In the previous article, we introduced the installation, deployment and basic concepts of Flink. Today, let's learn about DataStream API, one of the core of Flink.
01 distributed stream processing foundation
In the figure above, we divide the whole code into three parts, namely, the basic model of distributed stream processing:
- Source
- Transformation
- Sink
Thus, we can give Flink programming framework:
// 1. Obtain the operating environment final StreamExecutionEnvironment env = StreamExecutionEnvironment.getExecutionEnvironment(); // 2. Load data source DataStream<Person> flintstones = env.fromElements( new Person("Fred", 35), new Person("Wilma", 35), new Person("Pebbles", 2)); // 3. Data processing operation DataStream<Person> adults = flintstones.filter(new FilterFunction<Person>() { @Override public boolean filter(Person person) throws Exception { return person.age >= 18; } }); // 4. Write to Sink adults.print(); // 5. Submit tasks for implementation env.execute();
02 Flink DataStream API overview
For the programming model, we focus on the second step of Transformations, the processing of DataStream. The following figure shows the conversion process from DataStream to each Stream.
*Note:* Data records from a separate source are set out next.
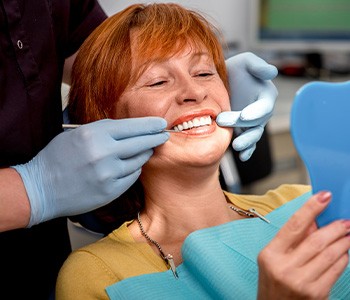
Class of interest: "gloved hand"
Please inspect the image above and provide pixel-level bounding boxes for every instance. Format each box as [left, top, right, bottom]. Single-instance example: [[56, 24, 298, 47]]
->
[[216, 52, 278, 161], [13, 117, 169, 227]]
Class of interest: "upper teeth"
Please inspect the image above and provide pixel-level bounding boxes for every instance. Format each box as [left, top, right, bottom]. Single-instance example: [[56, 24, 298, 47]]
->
[[173, 116, 211, 131]]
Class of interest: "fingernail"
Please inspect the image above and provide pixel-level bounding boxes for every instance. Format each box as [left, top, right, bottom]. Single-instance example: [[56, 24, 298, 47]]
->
[[317, 191, 332, 203], [343, 220, 350, 231]]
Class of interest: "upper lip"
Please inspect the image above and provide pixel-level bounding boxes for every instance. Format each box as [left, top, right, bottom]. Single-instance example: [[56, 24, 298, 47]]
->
[[170, 109, 217, 128]]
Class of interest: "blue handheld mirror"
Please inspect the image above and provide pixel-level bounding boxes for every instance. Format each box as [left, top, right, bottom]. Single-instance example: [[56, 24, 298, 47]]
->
[[291, 81, 350, 226]]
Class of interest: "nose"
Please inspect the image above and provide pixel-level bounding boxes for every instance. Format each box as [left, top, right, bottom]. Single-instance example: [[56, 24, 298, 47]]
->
[[176, 75, 207, 104]]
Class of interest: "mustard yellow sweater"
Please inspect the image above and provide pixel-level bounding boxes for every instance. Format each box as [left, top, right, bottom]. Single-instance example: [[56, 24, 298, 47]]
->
[[56, 185, 311, 300]]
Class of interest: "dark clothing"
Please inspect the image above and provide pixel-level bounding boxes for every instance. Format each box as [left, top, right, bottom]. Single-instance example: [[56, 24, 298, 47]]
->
[[0, 0, 106, 299]]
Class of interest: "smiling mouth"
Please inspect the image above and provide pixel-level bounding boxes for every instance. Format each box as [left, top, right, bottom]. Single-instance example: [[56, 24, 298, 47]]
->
[[172, 116, 212, 132]]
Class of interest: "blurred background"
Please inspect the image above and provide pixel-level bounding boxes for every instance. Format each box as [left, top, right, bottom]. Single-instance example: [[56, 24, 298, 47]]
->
[[95, 0, 350, 194], [67, 0, 350, 249]]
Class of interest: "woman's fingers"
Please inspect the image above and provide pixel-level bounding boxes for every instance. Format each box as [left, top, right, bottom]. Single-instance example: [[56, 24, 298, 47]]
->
[[258, 192, 350, 300], [294, 220, 350, 270], [270, 191, 331, 252]]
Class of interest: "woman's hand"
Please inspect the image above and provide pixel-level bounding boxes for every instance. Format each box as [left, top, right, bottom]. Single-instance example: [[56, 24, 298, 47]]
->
[[258, 192, 350, 300]]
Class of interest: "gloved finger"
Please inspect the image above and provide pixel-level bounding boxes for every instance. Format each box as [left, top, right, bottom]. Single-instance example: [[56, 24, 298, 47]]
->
[[241, 82, 278, 121], [239, 144, 256, 161], [232, 125, 264, 151], [246, 53, 278, 80], [216, 111, 271, 127], [115, 150, 153, 180], [115, 132, 170, 159]]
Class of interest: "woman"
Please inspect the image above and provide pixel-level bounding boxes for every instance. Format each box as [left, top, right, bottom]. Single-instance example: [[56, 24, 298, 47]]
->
[[56, 4, 350, 299]]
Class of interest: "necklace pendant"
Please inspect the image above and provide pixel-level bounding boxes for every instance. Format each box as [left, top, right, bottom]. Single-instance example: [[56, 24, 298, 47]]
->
[[165, 254, 179, 279], [249, 208, 270, 223]]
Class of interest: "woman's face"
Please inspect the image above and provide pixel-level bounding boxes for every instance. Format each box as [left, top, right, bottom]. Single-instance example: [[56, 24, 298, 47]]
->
[[116, 41, 232, 167]]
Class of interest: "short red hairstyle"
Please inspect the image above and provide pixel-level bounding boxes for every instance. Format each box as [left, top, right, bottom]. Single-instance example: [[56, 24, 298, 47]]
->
[[69, 3, 229, 124]]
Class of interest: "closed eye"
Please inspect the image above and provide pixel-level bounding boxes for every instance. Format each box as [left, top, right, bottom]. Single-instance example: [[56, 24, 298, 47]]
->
[[148, 80, 166, 87], [197, 72, 214, 77]]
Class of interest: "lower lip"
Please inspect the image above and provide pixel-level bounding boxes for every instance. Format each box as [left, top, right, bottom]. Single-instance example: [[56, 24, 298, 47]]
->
[[170, 123, 216, 135]]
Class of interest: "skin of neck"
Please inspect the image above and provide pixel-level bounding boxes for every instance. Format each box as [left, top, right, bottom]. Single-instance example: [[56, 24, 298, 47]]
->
[[133, 163, 234, 243]]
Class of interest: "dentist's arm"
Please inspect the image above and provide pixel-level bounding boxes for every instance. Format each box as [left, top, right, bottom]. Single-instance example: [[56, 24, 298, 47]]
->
[[0, 117, 169, 231], [216, 52, 278, 161]]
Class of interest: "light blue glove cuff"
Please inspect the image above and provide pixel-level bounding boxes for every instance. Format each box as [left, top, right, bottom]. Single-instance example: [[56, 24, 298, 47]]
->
[[11, 157, 50, 228]]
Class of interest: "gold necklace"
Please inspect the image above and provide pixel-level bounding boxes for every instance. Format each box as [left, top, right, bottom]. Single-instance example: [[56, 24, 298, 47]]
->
[[229, 205, 270, 223], [137, 205, 270, 278], [137, 212, 179, 278]]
First of all, let's make a summary of the conversion operators between streams.
DataStream --> DataStream
fliter operator
Execute the filter function on each record and return the result as true.
SingleOutputStreamOperator<String> filter = kafkaDStream.filter(new FilterFunction<String>() { @Override public boolean filter(String s) throws Exception { if (s.contains("actions")) { return true; } return false; } }); filter.print();
map operator
One input corresponds to one output, and MapFunction is executed for each record.
SingleOutputStreamOperator<String> map = kafkaDStream.map(new MapFunction<String, String>() { @Override public String map(String s) throws Exception { return "Big data dry goods" + s; } }); map.print();
flatMap operator
One input corresponds to multiple outputs.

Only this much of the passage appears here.